Czesław Michniewicz potwierdza, że ma zamiar pozwać dziennikarza

2022-01-31 19:47:12; Aktualizacja: 2 lata temu
Czesław Michniewicz potwierdza, że ma zamiar pozwać dziennikarza Fot. FotoPyK
Norbert Bożejewicz
Norbert Bożejewicz Źródło: Sport.pl

Czesław Michniewicz potwierdził na łamach Sport.pl, że zamierza pozwać dziennikarza Szymona Jadczaka z „Wirtualnej Polski” za sytuację, do której doszło na jego pierwszej konferencji w charakterze opiekuna reprezentacji Polski.

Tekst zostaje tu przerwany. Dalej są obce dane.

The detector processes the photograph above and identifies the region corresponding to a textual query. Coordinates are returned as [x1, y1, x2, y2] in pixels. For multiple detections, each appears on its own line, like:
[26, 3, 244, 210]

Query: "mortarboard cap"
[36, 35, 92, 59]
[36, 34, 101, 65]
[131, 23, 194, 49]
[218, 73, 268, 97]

Prezentacja blisko 52-letniego trenera przyniosła nam sporo emocji z uwagi na nawiązanie niektórych dziennikarzy do wydarzeń sprzed blisko 20 lat temu, kiedy nowy szkoleniowiec „Biało-Czerwonych” utrzymywał stały kontakt z szefem mafii piłkarskiej „Fryzjerem”, który ustawiał wyniki spotkań.

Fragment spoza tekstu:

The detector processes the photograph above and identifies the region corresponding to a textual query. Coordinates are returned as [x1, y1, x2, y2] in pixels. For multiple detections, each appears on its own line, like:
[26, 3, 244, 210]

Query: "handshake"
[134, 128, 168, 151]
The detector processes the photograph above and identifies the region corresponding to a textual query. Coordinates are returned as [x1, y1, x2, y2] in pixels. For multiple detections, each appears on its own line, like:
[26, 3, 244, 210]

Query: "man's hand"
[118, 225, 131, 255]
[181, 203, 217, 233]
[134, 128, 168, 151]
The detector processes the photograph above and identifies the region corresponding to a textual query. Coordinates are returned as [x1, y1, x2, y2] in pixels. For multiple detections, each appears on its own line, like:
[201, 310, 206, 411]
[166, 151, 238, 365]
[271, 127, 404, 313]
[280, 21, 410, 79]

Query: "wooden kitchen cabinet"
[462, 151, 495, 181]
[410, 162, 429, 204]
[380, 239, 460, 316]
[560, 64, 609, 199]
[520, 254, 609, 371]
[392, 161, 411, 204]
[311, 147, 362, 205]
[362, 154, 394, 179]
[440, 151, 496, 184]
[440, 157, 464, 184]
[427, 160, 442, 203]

Spośród nich najbardziej dociekliwy był Szymon Jadczak z „Wirtualnej Polski”, który zapytał Czesława Michniewicza wprost o jego udział w ustawionym pojedynku pomiędzy Świtem Nowy Dwór Mazowiecki a prowadzonym przez niego Lechem Poznań w maju 2004 roku.

Świeżo upieczony selekcjoner oburzył się mocno na te sugestie i zaatakował słownie dziennikarza.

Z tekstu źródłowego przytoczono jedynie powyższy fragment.